Metamorfosis conservadora
La transformación de una sociedad progresista en un grupo conservador es un proceso lento, casi invisible, pero certero como la famosa gota del martirio de Fu-Manchú que acaba por taladrar el cráneo del condenado. Durante esta imperceptible y dilatada metamorfosis los partidos, paradójicamente, siguen siendo de izquierdas y de derechas y no se dan por aludidos a pesar de los sutiles cambios que van sustituyendo los antiguos fundamentos. Hasta que un día uno lee asombrado las noticias y comprueba cómo ciertas actitudes, que habían diferenciado una ideología de otra, se han emparentado bajo pretextos no políticos sino higiénicos, medio ambientales o costumbristas. Así, la izquierda subvenciona las costumbres del clero y Teófila Martínez proclama la 'revolución en la calle'.

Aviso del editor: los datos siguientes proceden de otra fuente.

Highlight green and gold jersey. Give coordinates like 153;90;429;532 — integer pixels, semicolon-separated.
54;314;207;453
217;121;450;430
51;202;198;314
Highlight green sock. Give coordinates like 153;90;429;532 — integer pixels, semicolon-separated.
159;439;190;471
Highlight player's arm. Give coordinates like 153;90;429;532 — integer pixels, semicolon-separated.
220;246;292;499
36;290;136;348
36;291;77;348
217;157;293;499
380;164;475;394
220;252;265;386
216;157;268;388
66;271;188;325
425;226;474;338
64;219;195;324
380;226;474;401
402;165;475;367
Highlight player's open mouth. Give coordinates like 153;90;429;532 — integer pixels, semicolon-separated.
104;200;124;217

En Granada, por ejemplo, ha surgido un nuevo enemigo ciudadano, los hippies, una comunidad que uno pensaba que había sido asimilada por el sistema dominante como una de esas extravagancias de otra época que demuestra la liberalidad de los principios democráticos. Los que se dieron cita en el campamento de Órgiva llegaron al río, acamparon, bebieron, se drogaron y dos murieron con la misma fatalidad que otros miles de conciudadanos viajaron a la playa, se angustiaron en los atascos y por encima del centenar no regresaron nunca. El fin de semana volvieron a surgir las hordas de hippies en Granada y no es que uno dude de las molestias que causaron a los vecinos con sus músicas y de la incivilidad que supone romper una farola sino que le llama la atención su terca reaparición que los ha elevado definitivamente a la categoría de enemigos.

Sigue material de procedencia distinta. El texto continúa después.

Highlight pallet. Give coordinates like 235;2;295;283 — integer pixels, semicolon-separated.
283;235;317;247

Claro que también hemos visto surgir la xenofobia basada no en un odio gratuito sino en el temor legítimo a perder un puesto de trabajo, o la antipatía hacia los hábitos de las personas de otras razas por cuestiones estéticas.

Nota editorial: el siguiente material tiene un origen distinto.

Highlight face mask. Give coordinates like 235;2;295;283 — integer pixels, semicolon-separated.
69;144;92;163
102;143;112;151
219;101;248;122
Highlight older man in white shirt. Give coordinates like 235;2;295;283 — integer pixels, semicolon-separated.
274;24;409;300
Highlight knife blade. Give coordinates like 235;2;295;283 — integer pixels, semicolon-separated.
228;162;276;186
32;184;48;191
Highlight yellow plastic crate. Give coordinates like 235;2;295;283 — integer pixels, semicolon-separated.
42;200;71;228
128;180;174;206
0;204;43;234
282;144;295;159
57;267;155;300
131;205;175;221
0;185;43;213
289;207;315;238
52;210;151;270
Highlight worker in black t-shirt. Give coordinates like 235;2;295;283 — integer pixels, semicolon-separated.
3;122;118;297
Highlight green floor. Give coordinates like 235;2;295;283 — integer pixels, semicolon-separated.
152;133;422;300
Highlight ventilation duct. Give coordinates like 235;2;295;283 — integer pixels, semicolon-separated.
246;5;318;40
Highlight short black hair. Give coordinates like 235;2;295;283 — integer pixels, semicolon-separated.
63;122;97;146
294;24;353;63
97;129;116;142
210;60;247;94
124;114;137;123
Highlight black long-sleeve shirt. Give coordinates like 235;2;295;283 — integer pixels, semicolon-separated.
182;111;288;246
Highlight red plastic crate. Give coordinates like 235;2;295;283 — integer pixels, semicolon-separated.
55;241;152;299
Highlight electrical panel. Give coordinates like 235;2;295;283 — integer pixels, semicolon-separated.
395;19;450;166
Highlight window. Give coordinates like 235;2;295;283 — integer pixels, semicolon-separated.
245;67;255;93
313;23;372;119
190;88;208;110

En cambio, concedemos carta de naturaleza al hecho entre fantástico y tridentino de que el domingo en Granada, según han destacado los diarios locales, desfilaran dos Resucitados. Si bien es cierto que los devotos de los Resucitados no rompieron farolas ni pusieron música estridente no deja de ser sintomática la naturalidad con que admitimos esta proeza de índole fabulosa y el no menos mágico convencimiento de cofrades y seguidores. En este mismo periódico ha salido un arzobispo en el acto de inaugurar una carretera y nadie parece haber notado el vértigo del pasado más inhóspito.
Siempre habrá quien sostenga, desde los partidos progresistas, que la buena marcha de la industria turística bien vale un baño de superstición, politeísmo o como queramos llamarlo, que la bendición de las carreteras corresponde a una tradición secular arraigada en nuestra cultura y documentada por decenas de secretarios municipales y cronistas y que, en fin, basta con invertir unos pocos miles de euros para levantar la coraza de cera del asfalto y que la ciudad recobre su sonido grave de sirenas y motores. Una transformación que los hippies, acérrimos del desaseo, no tienen a su alcance.